I sat down at a table near the window and spread the Village Board notes out before me. The coffee shop appeared to be an old general store that had been aggressively stripped to its elements—brick and pipe, oak floorboards and pressed tin ceiling—and then painted in bulky earth tones. Everywhere, unusual plants hung nakedly in tall antique bottles. The fishing theme emerged subtly in the prints and photographs that traveled gallery-style around the room above the wainscoting. The napkin holder on my table was an empty classic fly reel, cleverly mounted. And the reading rack had Isaac Walton, Hemingway, fishing magazines, brochures for Friends of Black Earth Creek. A table in the rear was set up for fly tying. A large orange cat slept beneath the vise among the feathers.
Ingrid Jacobs set down my order.
“I’m sorry,” I told her before she could glide back to the counter.
She stopped. What did you do? said her puzzled expression. “I heard about your husband. I’m sorry.”
“Oh.” She looked away. When her gaze came back to me, she had laid another perfect lip-smile over empty water. “Thank you.”
“It’s a good idea,” I persisted. “Keeping busy here in the shop. You must be devastated.”
“Yes. Thank you so much. Should I know you?”
I shook my head.
“Just a trout bum. Passing through.” “Oh. Well, thank you so much.”
She escaped behind the counter. I sipped my coffee and picked at my scone
. It was too rich for me, this stuff, after two-plus years on instant Maxim, Tang, and peanut butter sandwiches. These were Jake Jacobs’ rations, though—the beautiful woman included—the rations of a guy who knew exactly how to have it all. That didn’t go down easily in a place like Black Earth, I imagined, where people knew how to have exactly what they had.
I focused on the notes. The Black Earth Village Board meeting had been called to order at 7:03 p.m., around the time the first few yellow sallies had begun to stir in the creek. But Junior had me thinking. Had Jacobs really lingered on the stream as the meeting started? Nearly every agenda item intersected his issues somehow.
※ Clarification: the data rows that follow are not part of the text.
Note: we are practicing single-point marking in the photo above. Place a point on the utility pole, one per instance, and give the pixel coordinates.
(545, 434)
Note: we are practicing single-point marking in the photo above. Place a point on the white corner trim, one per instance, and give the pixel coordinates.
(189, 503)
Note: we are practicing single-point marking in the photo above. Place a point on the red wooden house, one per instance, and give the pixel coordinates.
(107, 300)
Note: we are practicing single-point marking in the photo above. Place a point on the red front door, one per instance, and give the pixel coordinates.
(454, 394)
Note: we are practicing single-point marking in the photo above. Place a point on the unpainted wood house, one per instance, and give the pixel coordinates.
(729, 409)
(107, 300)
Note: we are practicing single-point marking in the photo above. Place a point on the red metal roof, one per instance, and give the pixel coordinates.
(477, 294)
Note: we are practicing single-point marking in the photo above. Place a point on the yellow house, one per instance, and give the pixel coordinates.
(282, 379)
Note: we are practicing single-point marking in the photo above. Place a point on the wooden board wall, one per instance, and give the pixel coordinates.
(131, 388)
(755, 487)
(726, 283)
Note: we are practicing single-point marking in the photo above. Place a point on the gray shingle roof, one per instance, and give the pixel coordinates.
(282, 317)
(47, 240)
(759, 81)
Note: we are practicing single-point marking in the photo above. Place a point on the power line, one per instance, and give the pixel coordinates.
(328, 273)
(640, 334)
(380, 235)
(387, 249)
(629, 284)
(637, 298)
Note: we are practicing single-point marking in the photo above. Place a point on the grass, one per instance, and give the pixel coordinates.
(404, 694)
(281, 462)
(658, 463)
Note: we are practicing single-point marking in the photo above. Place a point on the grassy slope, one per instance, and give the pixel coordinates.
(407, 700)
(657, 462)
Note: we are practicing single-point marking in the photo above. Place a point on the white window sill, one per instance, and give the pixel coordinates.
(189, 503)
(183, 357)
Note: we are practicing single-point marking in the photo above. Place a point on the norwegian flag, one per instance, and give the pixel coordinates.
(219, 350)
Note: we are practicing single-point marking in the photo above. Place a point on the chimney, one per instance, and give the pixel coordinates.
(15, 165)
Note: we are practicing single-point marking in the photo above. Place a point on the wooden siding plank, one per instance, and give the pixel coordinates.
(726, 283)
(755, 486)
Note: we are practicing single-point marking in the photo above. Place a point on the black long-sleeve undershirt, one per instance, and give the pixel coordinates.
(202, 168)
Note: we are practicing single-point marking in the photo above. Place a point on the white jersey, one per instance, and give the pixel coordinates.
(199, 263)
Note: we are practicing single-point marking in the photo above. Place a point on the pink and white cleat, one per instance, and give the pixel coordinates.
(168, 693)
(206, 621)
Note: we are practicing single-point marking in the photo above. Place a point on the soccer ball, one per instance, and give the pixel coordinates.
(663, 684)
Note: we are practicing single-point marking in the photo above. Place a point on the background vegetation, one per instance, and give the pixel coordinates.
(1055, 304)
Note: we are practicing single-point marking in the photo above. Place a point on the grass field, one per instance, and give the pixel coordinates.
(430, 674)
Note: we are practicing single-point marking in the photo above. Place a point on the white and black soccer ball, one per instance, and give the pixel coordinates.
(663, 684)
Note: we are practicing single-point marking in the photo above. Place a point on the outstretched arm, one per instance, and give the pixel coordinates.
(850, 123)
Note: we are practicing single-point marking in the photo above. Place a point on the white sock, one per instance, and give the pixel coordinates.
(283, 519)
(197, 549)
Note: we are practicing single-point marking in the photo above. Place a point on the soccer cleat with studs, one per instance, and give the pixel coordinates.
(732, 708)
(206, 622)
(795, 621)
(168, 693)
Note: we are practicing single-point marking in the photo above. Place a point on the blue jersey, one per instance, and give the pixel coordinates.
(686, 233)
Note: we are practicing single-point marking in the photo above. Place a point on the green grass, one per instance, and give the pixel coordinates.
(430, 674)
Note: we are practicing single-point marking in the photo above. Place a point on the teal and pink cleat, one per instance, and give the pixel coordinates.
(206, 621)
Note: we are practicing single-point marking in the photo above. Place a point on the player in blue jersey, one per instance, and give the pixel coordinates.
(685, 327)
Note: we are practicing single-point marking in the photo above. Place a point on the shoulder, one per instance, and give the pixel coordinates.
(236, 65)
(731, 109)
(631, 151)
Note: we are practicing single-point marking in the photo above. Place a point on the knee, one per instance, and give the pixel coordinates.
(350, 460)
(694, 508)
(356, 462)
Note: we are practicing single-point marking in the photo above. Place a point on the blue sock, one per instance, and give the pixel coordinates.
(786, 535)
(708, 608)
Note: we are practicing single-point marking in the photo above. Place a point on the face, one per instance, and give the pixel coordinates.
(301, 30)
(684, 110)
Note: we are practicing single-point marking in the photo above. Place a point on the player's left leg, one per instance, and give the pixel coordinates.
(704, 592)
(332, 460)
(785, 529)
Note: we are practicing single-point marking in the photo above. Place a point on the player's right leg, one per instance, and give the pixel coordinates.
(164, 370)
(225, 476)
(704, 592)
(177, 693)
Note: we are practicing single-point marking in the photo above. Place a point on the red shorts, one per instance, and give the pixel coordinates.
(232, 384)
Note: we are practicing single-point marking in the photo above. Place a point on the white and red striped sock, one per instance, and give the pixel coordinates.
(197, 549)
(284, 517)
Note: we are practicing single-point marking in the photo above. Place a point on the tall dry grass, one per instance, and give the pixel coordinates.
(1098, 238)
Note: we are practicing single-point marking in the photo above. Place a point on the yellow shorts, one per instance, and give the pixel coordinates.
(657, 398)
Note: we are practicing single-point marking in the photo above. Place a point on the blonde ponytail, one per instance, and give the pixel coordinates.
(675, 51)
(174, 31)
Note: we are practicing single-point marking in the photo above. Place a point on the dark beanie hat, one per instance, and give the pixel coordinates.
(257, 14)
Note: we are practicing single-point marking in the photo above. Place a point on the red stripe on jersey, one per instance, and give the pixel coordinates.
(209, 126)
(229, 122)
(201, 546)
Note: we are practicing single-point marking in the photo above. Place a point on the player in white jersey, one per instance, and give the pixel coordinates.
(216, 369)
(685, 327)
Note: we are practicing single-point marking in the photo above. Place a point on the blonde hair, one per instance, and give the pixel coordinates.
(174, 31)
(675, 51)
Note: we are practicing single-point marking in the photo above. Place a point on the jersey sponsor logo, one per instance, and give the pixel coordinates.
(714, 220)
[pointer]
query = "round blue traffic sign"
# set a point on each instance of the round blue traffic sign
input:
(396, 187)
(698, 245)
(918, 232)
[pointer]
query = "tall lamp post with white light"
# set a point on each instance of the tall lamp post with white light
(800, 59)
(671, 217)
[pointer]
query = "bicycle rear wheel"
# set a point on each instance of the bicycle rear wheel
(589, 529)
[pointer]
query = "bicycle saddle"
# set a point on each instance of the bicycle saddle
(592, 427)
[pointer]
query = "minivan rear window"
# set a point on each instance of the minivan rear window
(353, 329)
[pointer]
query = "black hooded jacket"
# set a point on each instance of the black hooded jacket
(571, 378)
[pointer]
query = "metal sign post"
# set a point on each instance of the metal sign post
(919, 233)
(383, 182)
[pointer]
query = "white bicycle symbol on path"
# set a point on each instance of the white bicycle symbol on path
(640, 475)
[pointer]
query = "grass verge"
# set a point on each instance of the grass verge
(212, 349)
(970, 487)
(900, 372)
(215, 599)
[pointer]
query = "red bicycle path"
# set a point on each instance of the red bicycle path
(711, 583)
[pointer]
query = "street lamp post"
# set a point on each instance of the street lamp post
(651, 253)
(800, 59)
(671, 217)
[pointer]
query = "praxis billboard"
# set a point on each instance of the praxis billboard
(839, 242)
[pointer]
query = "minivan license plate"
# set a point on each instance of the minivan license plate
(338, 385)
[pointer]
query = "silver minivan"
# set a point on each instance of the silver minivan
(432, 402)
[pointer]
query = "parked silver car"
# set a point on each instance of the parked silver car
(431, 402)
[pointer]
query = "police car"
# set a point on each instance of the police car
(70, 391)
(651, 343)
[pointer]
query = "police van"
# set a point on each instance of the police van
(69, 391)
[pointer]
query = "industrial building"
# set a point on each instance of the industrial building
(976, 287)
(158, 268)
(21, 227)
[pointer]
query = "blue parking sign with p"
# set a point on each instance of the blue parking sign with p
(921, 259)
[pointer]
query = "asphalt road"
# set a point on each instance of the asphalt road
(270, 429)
Zoning, jet ski races on Lake Bud, a village-commissioned stream study …. Had the pull of the sally hatch been that strong? What kind of man was Jacobs, anyway?
I sipped my coffee and watched Jacobs’ widow grind beans. She was almost catatonically graceful. I supposed the rhythms of grief into her movements, but her face showed nothing.
I looked back to the village board minutes. Ingrid herself had been the first to speak at the meeting, petitioning for permission to serve Pêche Tôt fare at tables on the sidewalk. President Bud Bjorgstad wondered why Ingrid Jacobs had not previously presented the idea to the Downtown Planning Committee. Bud Lite (the minutes called him Police Chief Dwight Bjorgstad) then spoke against the petition, citing public safety. A lengthy wrangle followed, and the petition had been tabled for review. I looked back at the agenda. Ingrid Jacobs, first up.
I remembered what Junior had said. See who got read into the record … to set themselves up an alibi. That shows you who to focus on. I nibbled my scone, wondering.
Manfred Milkerson, the retired fisheries scientist, had spoken next. He had answered questions about funding for his study on Lake Bud. Yes, he reported, the study had been paid for by Friends of Black Earth Creek, Jake Jacobs’ organization. Didn’t that discredit the study’s findings, asked the president. To which Milkerson had replied, Why? Because Jacobs wanted the dam out, answered the president. He paid for the study, replied Milkerson, not the results. But then couldn’t the village pay for its own study and report its own results? Be my guest, replied Milkerson. The idea was referred to committee for consideration. Milkerson was thanked by the president for volunteering to speak to the board. I made a note to myself: see the study.